ALADDIN, Wyo. (AP) — A big part of a small Wyoming town sold at auction for a price lower than expected.

Aladdin is home to 15 people near the South Dakota line. Up for sale Friday were the town store, liquor license, post office, gas station, a two-bedroom home, an outbuilding and a seven-unit mobile home park.

A 17-acre (6.8-hectare) tract also was included in the package bid of $500,000 by Maynard Rude and son Lee Rude of Piedmont, South Dakota, the Casper Star-Tribune reported (http://bit.ly/2qMUGX9).

Another bidder bowed out at $490,000, leaving the Rudes with no competitors.

“We obviously didn’t think it was going to go this cheap. I was thinking at least $750,000 to $800,000,” Lee Rude said.

Owners Rick and Judy Brengle also expected a higher price.

“I thought it would probably start there instead of end there,” Rick Brengle said. “It was an absolute roll of the dice.”

A cafe and motel offered separately by another couple failed to sell after a few bids.

The store, considered one of the best preserved of five surviving Wyoming roadside mercantiles, was built 125 years ago when a nearby coal mine supported a town population of about 200.

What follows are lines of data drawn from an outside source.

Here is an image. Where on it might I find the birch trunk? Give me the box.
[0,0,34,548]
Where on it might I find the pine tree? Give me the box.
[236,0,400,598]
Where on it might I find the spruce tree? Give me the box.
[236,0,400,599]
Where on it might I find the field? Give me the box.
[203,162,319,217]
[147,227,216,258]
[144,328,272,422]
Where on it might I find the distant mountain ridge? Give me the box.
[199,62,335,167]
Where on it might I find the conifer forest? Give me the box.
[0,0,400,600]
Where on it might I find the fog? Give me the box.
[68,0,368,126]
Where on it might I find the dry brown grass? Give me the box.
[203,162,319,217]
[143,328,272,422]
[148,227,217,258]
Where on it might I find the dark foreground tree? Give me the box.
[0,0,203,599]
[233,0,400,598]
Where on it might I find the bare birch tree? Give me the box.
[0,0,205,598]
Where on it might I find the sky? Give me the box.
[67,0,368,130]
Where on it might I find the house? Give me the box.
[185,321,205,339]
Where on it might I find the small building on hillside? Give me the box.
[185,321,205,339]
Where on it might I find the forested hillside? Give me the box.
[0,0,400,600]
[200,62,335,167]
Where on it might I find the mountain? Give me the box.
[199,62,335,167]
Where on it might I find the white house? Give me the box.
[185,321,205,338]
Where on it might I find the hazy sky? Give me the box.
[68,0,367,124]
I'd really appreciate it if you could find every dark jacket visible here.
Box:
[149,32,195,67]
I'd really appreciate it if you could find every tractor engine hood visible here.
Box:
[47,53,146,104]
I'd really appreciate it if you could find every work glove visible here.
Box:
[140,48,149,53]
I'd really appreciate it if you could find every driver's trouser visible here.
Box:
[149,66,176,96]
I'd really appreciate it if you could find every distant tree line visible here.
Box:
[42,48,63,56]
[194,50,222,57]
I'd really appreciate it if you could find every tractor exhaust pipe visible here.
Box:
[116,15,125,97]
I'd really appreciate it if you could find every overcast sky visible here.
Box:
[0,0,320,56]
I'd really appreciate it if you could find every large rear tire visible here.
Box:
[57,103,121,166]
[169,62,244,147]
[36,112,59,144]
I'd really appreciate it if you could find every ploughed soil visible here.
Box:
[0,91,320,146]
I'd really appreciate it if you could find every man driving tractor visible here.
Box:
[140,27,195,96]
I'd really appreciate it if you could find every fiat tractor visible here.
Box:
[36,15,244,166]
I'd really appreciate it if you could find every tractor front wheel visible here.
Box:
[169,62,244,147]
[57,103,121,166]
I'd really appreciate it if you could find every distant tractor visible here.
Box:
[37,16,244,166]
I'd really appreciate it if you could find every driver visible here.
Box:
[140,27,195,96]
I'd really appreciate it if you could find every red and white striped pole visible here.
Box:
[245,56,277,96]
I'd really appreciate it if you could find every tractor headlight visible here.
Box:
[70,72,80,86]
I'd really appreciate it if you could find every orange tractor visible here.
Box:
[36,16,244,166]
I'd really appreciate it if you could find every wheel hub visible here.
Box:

The mine closed, but the store remained a popular stop for ranchers checking their mail, tourists headed to Devils Tower National Monument, and bikers rumbling to the huge annual motorcycle rally in Sturgis, South Dakota.

Pearl Jensen, 84, has greeted customers at the town store for more than 40 years and worked for the Brengles more than 30 years.

“I just feel like I’ve tried to put it in God’s hands,” Jensen said. “If I’m still going to have a job, that’s fine, if not, that’s fine too.”